Assurément, notre monde a changé. Est-ce dû à la crise économique, au principe de précaution, à la propension de poursuivre par voies judiciaires aussi bien son voisin que l’Etat ? Bref, ce climat de défiance contraint les responsables politiques à être d’une extrême vigilance dans l’exercice du pouvoir. M. Maudet, en charge du DES, dont le rôle est précisément de faire appliquer les lois, remplit son devoir de diligence en exigeant que l’Usine se mette en conformité avec la LRDBHD, d’autant plus que l’Usine est devenue le plus grand débit de boissons à Genève.
En revanche, on peut déplorer que l’Usine s’enferme dans des postures de principe, et que sa parole (même fixée sur Internet) ne pèse pas lourd ! Dans son communiqué de presse du 5 mai 2015, on peut lire : « après plus d’une année d’un blocage administratif et politique, une issue se profile ». Une convention tripartite entre l’Etat, la Ville de Genève et l’Usine est ratifiée :
« Le 17 avril dernier, des représentant-e-s de L’Usine ont rencontré Mr Maudet et Mme Emery Torracinta. Cette rencontre a débouché sur un accord entre les parties, une entente qui permet à L’Usine de poursuivre ses activités dans un cadre légal. L’Usine a obtenu que le régime des deux autorisations (activités culturelles et débits de boissons) soit provisoirement maintenu jusqu’à l’entrée en vigueur de la nouvelle loi sur la restauration, les débits de boissons, l’hébergement et les divertissements (LRDBHD). Ensuite, elle devra demander 5 autorisations distinctes pour l’exploitation de ses cinq buvettes. L’Usine sera reconnue en tant que lieu à vocation culturelle, au sens de la LRDBHD, et à ce titre est exemptée d’autorisation pour sa programmation régulière et ordinaire. L’Usine a donc dit oui à Mr Maudet : un oui de dépit » (Communiqué de presse de l’Usine, du 5 mai 2015).
Cette volte-face de l’Usine n’est pas acceptable. Comment peut-elle ratifier une convention pour la piétiner ensuite sous prétexte qu’elle l’aurait conclue par dépit ? Son attitude est pour le moins légère. Elle organise une manifestation nocturne, non autorisée, qui entraine des déprédations en ville. Elle use d’un ton guerrier qui rend tout dialogue difficile et d’un discours chargé de contradictions :
« L’Usine revendique l’autogestion et une responsabilité collective, sa structure s’affranchit des notions de hiérarchie ou de subordination. »

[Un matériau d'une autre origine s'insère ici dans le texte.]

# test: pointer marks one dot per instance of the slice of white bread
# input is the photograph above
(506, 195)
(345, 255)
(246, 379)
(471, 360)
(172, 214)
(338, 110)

Ne s’autoproclame-t-elle pas un lieu “autogéré” et “autonome”, alors qu’elle est subventionnée par les fonds publics? L’Usine refuse d’obtempérer à la LRDBHD sous prétexte que ces autorisations mettent en péril son fonctionnement solidaire, collectif, unitaire et autogéré, et ne seraient que des découpages administratifs et des “saucissonnages”. Pourtant, l’Usine ne rechigne pas à saucissonner ses demandes budgétaires afin d’optimiser ses subventions…
L’Usine, ne se claquemure-t-elle pas dans des postures idéologiques en refusant tout compromis ? Le Conseiller d’Etat, M. Maudet, n’a jamais fermé sa porte au dialogue, comme l’a finalement admis M. Kanaan à la séance du conseil municipal du 28 octobre. En effet, ce dernier a avoué qu’il s’était trompé en prétendant qu’il n’y avait plus de dialogue entre l’Usine et l’Etat puisqu’une rencontre avait eu lieu le lundi 26 octobre entre les représentants de l’Usine et ceux du DES, où une proposition constructive aurait été discutée. Il faut dire et redire que l’Etat ne veut pas fermer l’Usine ! Les esprits avertis savent que l’Usine est un lieu précieux à Genève. Des artistes y font leurs premières armes et explorent des langages artistiques. L’Usine est aussi un espace convivial où se retrouvent les jeunes et moins jeunes, les plus démunis et les moins démunis, les originaux et les moins originaux… Que l’Usine parvienne à dédramatiser sa situation, à être moins dans des oppositions systématiques ! Qu’elle puisse aussi être plus solidaire des autres enseignes genevoises, qui doivent lutter pour leur survie sans recevoir de subventions.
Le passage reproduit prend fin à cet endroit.